日本人、ではない。

最終更新: 2017/08/22

日本人ではない。ほんとうによく似ているが、日本人ではない。

何がどう違うのか。白人や黒人には死ぬまでわからないだろう、微妙な違いがある。

それはあまりにも微妙な違いで、漫画なんかで双子を表現するとき――わずかに髪のハネ方が違っていたり、ホクロがあったりなかったりする――よりも、もっと微妙な違いである。

日本人はアジア系民族であり、黄色人種というカテゴリーでくくられる。言うまでもなく、韓国人や中国人も同様である。つまり、生物学的にはんなんら違いはない。実際、われわれ自身、観念の上ではまったく違わない生物だと認識しているはずである。

にも関わらず、気がついてしまう。雑踏で、あるいは電車の中で、どこで遭遇しようと、ものの一秒とかからずに見分けてしまう。これはもう、観察して違いを発見するというよりも、ほとんど暑い寒いというような皮膚感覚に近いのではないだろうか。

そういえば、人間は色彩を肌で感じることができるという。青なら冷たく、赤なら暖かいというあれである。母校の大学のある教授は、それを利用して盲人でも”見える”絵画を構想していると言っていた。

しかしまあ、いまだそれは構想の域さえ出ていないだろう。なぜなら皮膚感覚ほど微妙なものはない。その日の体調にもよるし、下世話な話で恐縮だが、いわゆる性感帯というものを考えればおわかりいただけるのではないだろうか。たぶん、個々人でかなり違う、と思う。

それはともかく、なぜに日本人ではないということがわかるのか。それはおそらく、容姿や挙動におけるごく微小な違和感のような気がする。トンカツを食べ始めて、半分くらい食べたところで辛子の存在を思い出して慌ててかけるような、あるいは、居酒屋のカウンターに並んで腰かけて、手がやけにぶつかるのでようやく相手が左利きであることに気がつくような、そういう、たとえ看過してもなんら問題ない違和感。

とはいえ違和は違和であり、普通ではない状態、つまり異常である。人間は本能的に常ならぬことには敏感に反応するようにできている。島国根性旺盛な日本人は特に鋭敏なのかもしれない。しかし、白人においてはドイツだ人だろうがアメリカ人だろうが全員白人というあまりにもザルな認識しか持っていない。それを考えれば、韓国人や中国人はあまりにもわれわれに似ているため、潜在的な近親憎悪が大きいのかもしれない。

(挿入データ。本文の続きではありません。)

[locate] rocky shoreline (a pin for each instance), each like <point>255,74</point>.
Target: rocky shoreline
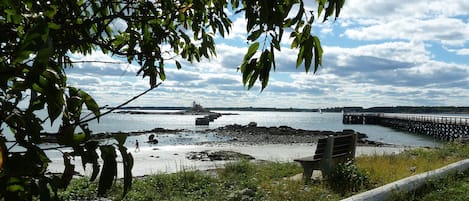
<point>251,134</point>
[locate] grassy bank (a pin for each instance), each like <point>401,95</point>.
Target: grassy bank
<point>271,180</point>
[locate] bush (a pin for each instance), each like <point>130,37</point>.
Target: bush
<point>348,178</point>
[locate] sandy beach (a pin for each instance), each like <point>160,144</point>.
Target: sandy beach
<point>173,158</point>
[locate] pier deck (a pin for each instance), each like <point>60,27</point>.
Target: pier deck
<point>447,128</point>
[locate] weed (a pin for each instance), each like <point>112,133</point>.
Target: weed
<point>347,178</point>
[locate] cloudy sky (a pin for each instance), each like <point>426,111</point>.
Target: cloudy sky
<point>378,53</point>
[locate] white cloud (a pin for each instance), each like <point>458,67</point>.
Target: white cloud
<point>448,31</point>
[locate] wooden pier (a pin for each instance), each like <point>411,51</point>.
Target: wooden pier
<point>447,128</point>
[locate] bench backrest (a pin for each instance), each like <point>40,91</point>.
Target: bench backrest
<point>337,146</point>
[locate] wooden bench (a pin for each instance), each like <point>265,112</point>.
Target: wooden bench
<point>330,151</point>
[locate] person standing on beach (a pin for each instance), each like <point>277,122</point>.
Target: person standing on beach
<point>137,148</point>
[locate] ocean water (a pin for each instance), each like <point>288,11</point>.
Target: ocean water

憎悪は、その対象における特徴を過大に評価する。同じ大きさのホクロでも、嫌な奴のホクロは大きく、好きな人のホクロは小さい。あるいは、Aカップの胸に悩む女性には、Cカップの女性の胸がDにもEにも感じられてしまう。憎悪はひとりでに膨張する。人は世界をありのままに見るのではなく、見たいようにしか見ないのだ。

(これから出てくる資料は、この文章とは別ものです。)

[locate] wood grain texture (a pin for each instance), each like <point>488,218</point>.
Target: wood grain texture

胸に手を当てて考えてみるべきなのかもしれない。瞬間的にコリアンやチャイニーズだと気がついてしまうわれわれは、決して小さくない憎悪を隠し持っているのではないか。そうでなければ、あんなにもそっくりな黄色人種の差異を見分けられるはずがないのではないだろうか。

どんなことにしろ、無自覚なことほど恐ろしいことはない。たとえば、自分の口臭に気づかずに、やたらめったら大口をあけてしゃべりまくりガハガハ笑いまくっている人は悲劇であると同時に惨事である。

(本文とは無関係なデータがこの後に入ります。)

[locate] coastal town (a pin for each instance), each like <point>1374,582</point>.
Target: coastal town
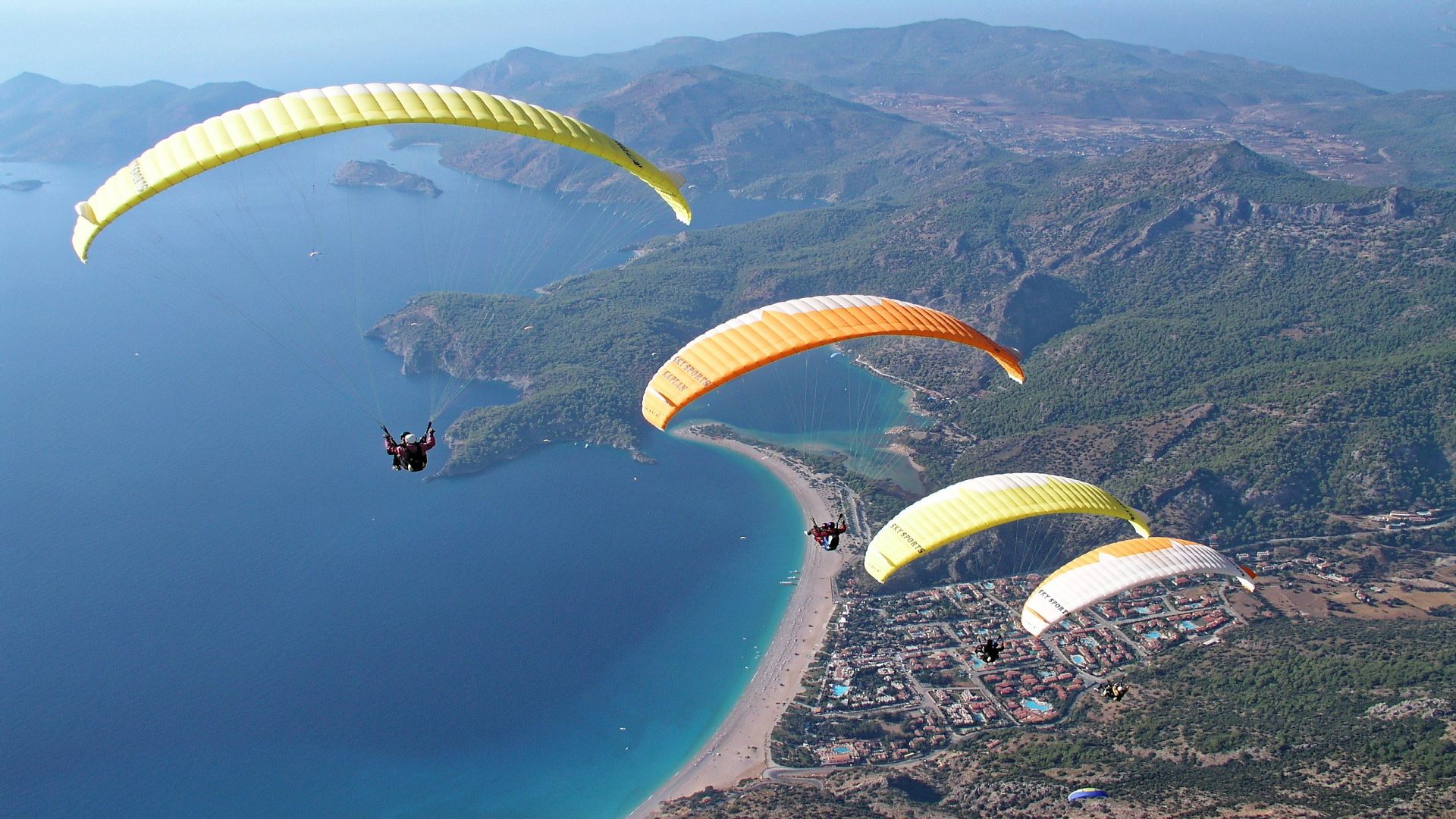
<point>899,676</point>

無自覚であることは罪だと言っても過言ではない。とにもかくにも、まずは歯を磨くべきであろう。特にキムチを食べたあとは、いくら歯を磨いてもやはりキムチ臭いのだということを知らなければならない。間違っても、キムチを食べたことを忘れてはならないのだ。

いや、それではまだ不十分だ。あなたの口は臭い。だいたい臭い。そう考えていたほうが安全だ。少なくとも、ぼくはいつもそう考えている。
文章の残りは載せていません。